Complaints of low voter turnout are nothing new in Howard Beach, but leaders there say they don’t feel the problem is unique to their neighborhood.
The only election affecting the area this Tuesday, November 6 was the contest for Supreme Court Justice of the 11th Judicial District. Denis J. Butler, Theodore Stamas, Kenneth C. Holder, Kerry John Katsorhis, Steven W. Paynter and Joseph F. Kasper competed for three seats.
Tentative results show Butler, Holder, and Paynter winning the city-wide election. Butler received 36,184 votes, while Holder got 31,802 votes and Paynter picked up 30,698.
Stamas, Katsorhis and Kasper all received between 10- and 11,000 votes.
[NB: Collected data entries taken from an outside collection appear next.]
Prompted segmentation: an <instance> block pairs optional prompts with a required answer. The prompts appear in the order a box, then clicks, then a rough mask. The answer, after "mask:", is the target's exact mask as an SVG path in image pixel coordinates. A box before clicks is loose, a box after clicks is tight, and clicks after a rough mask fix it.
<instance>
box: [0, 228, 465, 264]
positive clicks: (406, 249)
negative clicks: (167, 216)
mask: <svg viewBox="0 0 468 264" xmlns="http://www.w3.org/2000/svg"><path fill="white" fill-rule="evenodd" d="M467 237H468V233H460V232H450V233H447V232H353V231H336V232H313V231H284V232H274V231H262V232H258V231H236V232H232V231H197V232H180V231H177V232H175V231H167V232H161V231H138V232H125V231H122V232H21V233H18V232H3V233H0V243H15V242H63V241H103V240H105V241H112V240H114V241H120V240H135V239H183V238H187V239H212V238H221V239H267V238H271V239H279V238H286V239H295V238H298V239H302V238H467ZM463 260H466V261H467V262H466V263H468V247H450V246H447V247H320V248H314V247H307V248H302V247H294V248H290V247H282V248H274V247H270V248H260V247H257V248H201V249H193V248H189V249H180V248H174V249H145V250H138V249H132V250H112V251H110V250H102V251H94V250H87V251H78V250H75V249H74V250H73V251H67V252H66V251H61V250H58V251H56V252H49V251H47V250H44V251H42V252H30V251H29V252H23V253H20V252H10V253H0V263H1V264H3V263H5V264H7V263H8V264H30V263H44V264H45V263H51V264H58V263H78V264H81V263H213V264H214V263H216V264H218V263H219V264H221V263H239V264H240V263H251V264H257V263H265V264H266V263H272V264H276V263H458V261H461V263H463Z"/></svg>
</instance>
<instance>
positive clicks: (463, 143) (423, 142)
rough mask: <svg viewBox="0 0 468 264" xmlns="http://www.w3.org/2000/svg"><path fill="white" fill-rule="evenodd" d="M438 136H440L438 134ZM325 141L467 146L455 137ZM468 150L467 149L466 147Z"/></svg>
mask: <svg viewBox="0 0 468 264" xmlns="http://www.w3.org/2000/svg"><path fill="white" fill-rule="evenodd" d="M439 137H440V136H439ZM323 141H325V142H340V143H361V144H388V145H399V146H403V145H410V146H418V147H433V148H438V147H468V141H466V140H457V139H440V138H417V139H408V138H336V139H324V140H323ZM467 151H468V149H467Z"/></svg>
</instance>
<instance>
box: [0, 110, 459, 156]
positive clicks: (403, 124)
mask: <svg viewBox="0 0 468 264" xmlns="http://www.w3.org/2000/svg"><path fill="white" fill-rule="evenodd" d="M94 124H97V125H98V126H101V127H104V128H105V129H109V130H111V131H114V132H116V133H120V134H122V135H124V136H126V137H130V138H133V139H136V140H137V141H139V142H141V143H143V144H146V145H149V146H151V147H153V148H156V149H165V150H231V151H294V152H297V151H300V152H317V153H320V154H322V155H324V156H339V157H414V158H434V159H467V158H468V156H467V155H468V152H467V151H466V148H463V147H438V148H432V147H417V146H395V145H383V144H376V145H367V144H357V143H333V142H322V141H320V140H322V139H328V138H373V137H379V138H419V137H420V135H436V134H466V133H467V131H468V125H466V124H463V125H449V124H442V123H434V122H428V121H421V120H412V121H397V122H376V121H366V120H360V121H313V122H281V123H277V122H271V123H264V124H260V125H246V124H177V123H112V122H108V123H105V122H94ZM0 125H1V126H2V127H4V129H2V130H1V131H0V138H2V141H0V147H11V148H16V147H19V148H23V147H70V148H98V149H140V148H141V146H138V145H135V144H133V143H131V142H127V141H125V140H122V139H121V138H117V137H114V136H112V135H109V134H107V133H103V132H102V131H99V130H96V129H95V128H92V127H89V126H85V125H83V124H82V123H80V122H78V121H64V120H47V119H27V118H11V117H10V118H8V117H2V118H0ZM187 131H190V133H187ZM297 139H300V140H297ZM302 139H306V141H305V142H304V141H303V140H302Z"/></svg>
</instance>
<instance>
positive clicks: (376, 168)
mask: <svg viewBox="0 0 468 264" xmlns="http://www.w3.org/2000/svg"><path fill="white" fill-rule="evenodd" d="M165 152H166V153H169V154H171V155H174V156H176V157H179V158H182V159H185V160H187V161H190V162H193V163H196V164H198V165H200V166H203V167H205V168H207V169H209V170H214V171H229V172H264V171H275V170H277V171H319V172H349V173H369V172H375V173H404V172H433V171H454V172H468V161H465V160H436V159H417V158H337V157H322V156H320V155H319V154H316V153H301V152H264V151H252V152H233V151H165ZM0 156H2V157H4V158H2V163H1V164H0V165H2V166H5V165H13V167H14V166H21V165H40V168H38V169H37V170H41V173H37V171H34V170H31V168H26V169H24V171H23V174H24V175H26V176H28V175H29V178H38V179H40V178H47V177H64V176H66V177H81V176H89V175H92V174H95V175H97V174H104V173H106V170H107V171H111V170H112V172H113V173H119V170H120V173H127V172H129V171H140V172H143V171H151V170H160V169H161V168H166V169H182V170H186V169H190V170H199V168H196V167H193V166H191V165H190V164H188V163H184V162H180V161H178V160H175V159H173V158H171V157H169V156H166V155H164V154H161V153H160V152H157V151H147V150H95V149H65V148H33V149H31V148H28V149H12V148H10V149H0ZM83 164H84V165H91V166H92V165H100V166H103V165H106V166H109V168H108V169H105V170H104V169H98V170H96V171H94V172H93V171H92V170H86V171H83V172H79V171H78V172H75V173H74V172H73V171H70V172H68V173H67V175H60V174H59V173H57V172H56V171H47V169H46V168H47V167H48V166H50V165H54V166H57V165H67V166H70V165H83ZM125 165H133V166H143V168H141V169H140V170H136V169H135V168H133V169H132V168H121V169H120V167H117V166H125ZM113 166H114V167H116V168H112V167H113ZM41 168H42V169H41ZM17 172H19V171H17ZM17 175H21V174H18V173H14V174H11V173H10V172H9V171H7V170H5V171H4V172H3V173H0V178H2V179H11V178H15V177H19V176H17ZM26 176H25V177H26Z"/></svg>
District Attorney Richard A. Brown was also up for reelection but ran unopposed and had support from both political parties.
Brown’s unchallenged road to reelection may have played a role in southern Queens’ voting numbers, which were low again this year. The New York City Board of Elections was unable to offer specific statistics, but local leaders who spent Election Day visiting polling sites said it was quiet on all fronts - not just Howard Beach.
“We just got out of the Woodhaven polls, and we saw one person,” said District 23 Democratic Leader Frank Gulluscio. “In our last Republican primary, we had a single-digit turnout.”
Councilmember Joseph Addabbo, who accompanied Gulluscio to various polling sites, said there are many factors that affect turnout.
“For one thing, there’s the weather,” said Addabbo, who recalled, as a child, fearing that his father, long-time U.S. Congress member Joseph Addabbo, Sr., would lose the election if it rained on Election Day.
“There’s also the ticket and the issues,” said Addabbo. “People sometimes feel disconnected with the issues and the candidates.”
Betty Braton, Chair of Community Board 10, said voter turnout is “always a problem in off-year elections. People sometimes don’t realize the strength that voter turnout indicates to parties and elected officials. It’s the kind of election that people who don’t vote all the time ignore.”
Eric Ulrich, Republican Leader for the 23rd Assembly District, acknowledged that voter turnout is an important issue, but isn’t complaining about the September 18 election that landed him in office. He and running mate Jane Deacy received 1,419 of a total 2,144 votes cast.
The 23rd Assembly District, however, stretches through Broad Channel and into Rockaway. Howard Beach was not as strongly represented in the September 18 election.
Addabbo, however, promised light at the end of the tunnel.
“I made a guarantee - and I don’t make many guarantees,” he said. “I promise that 2008 will be much more exciting.”